Pour les investisseurs disposant de solides capacités d’analyse et d’une expertise du marché local, ces inefficiences peuvent constituer une source importante de génération d’alpha. Les gestionnaires actifs sont souvent en mesure d’identifier des opportunités attractives susceptibles d’être négligées par les acteurs de marché plus généralistes.

Par ailleurs, les obligations d’entreprises en francs continuent d’offrir un portage attractif par rapport à de nombreux autres segments obligataires en francs. Cela renforce leur attrait pour les investisseurs recherchant une génération de revenus stable tout en conservant un profil de crédit de haute qualité.

Comparaison du marché des obligations d’entreprises en francs avec ses pairs – un argument en faveur de la couverture de change

Historiquement, les principaux avantages des marchés internationaux des obligations d’entreprises résidaient dans leur taille plus importante, leur base d’émetteurs plus large et leur niveau de diversification plus élevé. Cela reste vrai, mais à mesure que le marché en francs s’est développé, l’écart s’est réduit.

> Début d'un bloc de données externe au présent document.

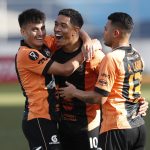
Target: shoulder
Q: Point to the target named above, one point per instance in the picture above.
(25, 52)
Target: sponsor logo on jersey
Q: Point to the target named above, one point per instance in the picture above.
(33, 55)
(54, 140)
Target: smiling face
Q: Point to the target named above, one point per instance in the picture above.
(64, 31)
(34, 34)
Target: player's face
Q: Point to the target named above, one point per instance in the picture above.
(108, 34)
(63, 30)
(34, 34)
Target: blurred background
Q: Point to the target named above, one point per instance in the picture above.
(95, 14)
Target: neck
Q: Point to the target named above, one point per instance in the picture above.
(120, 44)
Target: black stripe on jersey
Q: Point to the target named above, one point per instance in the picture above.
(47, 67)
(26, 109)
(132, 73)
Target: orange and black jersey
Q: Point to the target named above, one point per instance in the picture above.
(120, 79)
(83, 78)
(31, 67)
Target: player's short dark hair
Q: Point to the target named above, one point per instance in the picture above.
(122, 20)
(75, 17)
(31, 16)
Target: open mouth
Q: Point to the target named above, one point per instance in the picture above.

Aujourd’hui, les investisseurs peuvent accéder à un univers d’émetteurs en francs nettement plus vaste et plus diversifié qu’il y a dix ans, tout en continuant de bénéficier de la qualité de crédit et de la stabilité traditionnellement élevées de ce marché. En outre, le comportement des spreads sur le marché en francs s’est souvent révélé plus résilient en période de volatilité, reflétant les caractéristiques défensives à la fois de la base d’investisseurs et de l’univers d’émetteurs.

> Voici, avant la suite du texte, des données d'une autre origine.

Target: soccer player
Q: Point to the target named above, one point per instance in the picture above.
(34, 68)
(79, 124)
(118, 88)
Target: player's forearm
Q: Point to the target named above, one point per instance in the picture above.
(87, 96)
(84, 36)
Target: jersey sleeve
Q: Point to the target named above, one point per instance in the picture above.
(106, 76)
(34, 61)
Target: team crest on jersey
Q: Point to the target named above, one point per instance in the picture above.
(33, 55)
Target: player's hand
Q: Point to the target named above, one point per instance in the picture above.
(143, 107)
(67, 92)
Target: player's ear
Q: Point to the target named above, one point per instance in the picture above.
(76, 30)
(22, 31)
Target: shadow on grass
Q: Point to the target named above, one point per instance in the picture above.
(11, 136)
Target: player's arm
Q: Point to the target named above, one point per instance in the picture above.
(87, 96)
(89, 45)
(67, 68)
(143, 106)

Une comparaison du marché du crédit en francs avec des indices internationaux d’obligations d’entreprises couverts contre le risque de change donne également une image positive. Une fois les coûts de couverture pris en compte, l’avantage de rendement du crédit en euros et en dollars américains s’est considérablement réduit, tandis que les obligations d’entreprises en francs continuent d’offrir une qualité de crédit supérieure et des caractéristiques défensives. Le marché du crédit en francs est devenu de plus en plus attractif au fil du temps.

Premièrement, par rapport aux marchés du crédit en euros et en dollars américains: historiquement, le crédit en francs offrait des rendements et un potentiel de performance totale inférieurs à ceux de ses homologues en euros et en dollars américains. Toutefois, le marché a progressivement comblé cet écart et propose désormais une proposition de valeur compétitive par rapport aux autres grands marchés du crédit, en tenant également compte de la duration nettement plus longue de l’indice américain comparable.

Deuxièmement, par rapport à l’indice global des obligations en francs: le crédit en francs a sensiblement accru sa prime de rendement et son avantage de portage par rapport au marché obligataire suisse au sens large, renforçant son attrait pour les investisseurs à la recherche de revenus supplémentaires tout en restant dans l’univers du franc suisse.

Par rapport au marché obligataire suisse dans son ensemble, les obligations d’entreprises offrent désormais une prime de portage nettement plus élevée. Par rapport aux marchés internationaux investment grade, elles continuent de se distinguer par des fondamentaux de crédit plus solides et par un comportement des spreads historiquement plus résilient en période de stress de marché.

Conclusion

Les obligations d’entreprises en francs sont passées d’une allocation de niche à un segment mature et de plus en plus compétitif de l’univers mondial du crédit investment grade.

La combinaison d’une profondeur de marché accrue, d’une qualité de crédit constamment élevée, d’un portage attractif et de caractéristiques défensives positionne particulièrement bien cette classe d’actifs dans l’environnement actuel de taux bas et de volatilité accrue.

Pour les investisseurs recherchant des revenus stables sans accroître sensiblement le risque de crédit, les obligations d’entreprises en francs méritent une attention renouvelée. Pour les gestionnaires actifs, les inefficiences qui subsistent sur ce marché continuent d’offrir des opportunités significatives de génération d’alpha.